United States v. Mayank Silverman

U.S. Court of Appeals for the Third Circuit

United States v. Mayank Silverman

Opinion

NOT PRECEDENTIAL

UNITED STATES COURT OF APPEALS FOR THE THIRD CIRCUIT _____________

No. 19-1814 _____________

UNITED STATES OF AMERICA,

v.

MAYANK MISHRA

*DAPHNE PATTISON SILVERMAN, Appellant *(Pursuant to Fed. R. App.

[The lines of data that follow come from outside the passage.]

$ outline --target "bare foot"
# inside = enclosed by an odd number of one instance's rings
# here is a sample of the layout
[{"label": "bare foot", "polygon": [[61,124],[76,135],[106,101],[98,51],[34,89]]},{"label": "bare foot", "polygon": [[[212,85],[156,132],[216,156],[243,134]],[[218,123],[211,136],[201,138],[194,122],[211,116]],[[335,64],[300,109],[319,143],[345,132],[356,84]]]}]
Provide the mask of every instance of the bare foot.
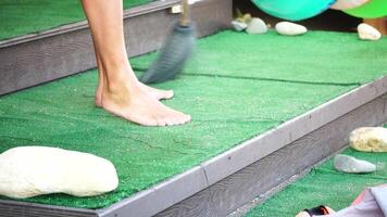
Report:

P. 12(a)) _______________________________________

On Appeal from the United States District Court for the Western District of Pennsylvania (No. 2:12-cr-00092) District Judge: Honorable Cathy Bissoon _______________________________________

Submitted Pursuant to Third Circuit L.A.R. 34.1(a) October 29, 2019

Before: SMITH, Chief Judge, HARDIMAN, and PHIPPS, Circuit Judges.

(Opinion filed: November 13, 2019)

____________

OPINION* ____________

PHIPPS, Circuit Judge.

* This disposition is not an opinion of the full Court and pursuant to I.O.P. 5.7 does not constitute binding precedent. As an attorney appearing pro hac vice in the Western District of Pennsylvania to

represent a defendant at a criminal trial, Daphne Pattison Silverman twice ran afoul of

court orders. She violated a pre-trial order, resulting in a finding of contempt and a

sanction of $1,000, payable immediately. After Silverman did not comply with the order

to pay that fine for five weeks, the Government moved for additional sanctions, and on

May 18, 2016, the District Court revoked her pro hac vice admission. The District Court

had jurisdiction to enter the contempt and revocation orders, which were issued in

connection with a criminal proceeding, see

18 U.S.C. § 3231

, and Silverman did not

appeal either order.

Nearly three years later, on March 28, 2019, Silverman moved pursuant to Civil

Rule 60(b)(6) for relief from the order revoking her pro hac vice admission. The District

Court denied that motion, and Silverman now appeals that order. The denial of a Civil

Rule 60(b)(6) motion seeking relief from a final order is itself a final order over which

this Court has appellate jurisdiction. See

28 U.S.C. § 1291

; Penn W. Assocs. v. Cohen,

371 F.3d 118, 123-24

(3d Cir. 2004). The abuse-of-discretion standard governs appellate

review of a denial of a Civil Rule 60 motion. See Cox v. Horn,

757 F.3d 113, 118

(3d Cir.

2014).

Under Civil Rule 60, relief from judgment is permitted in six instances. See Fed.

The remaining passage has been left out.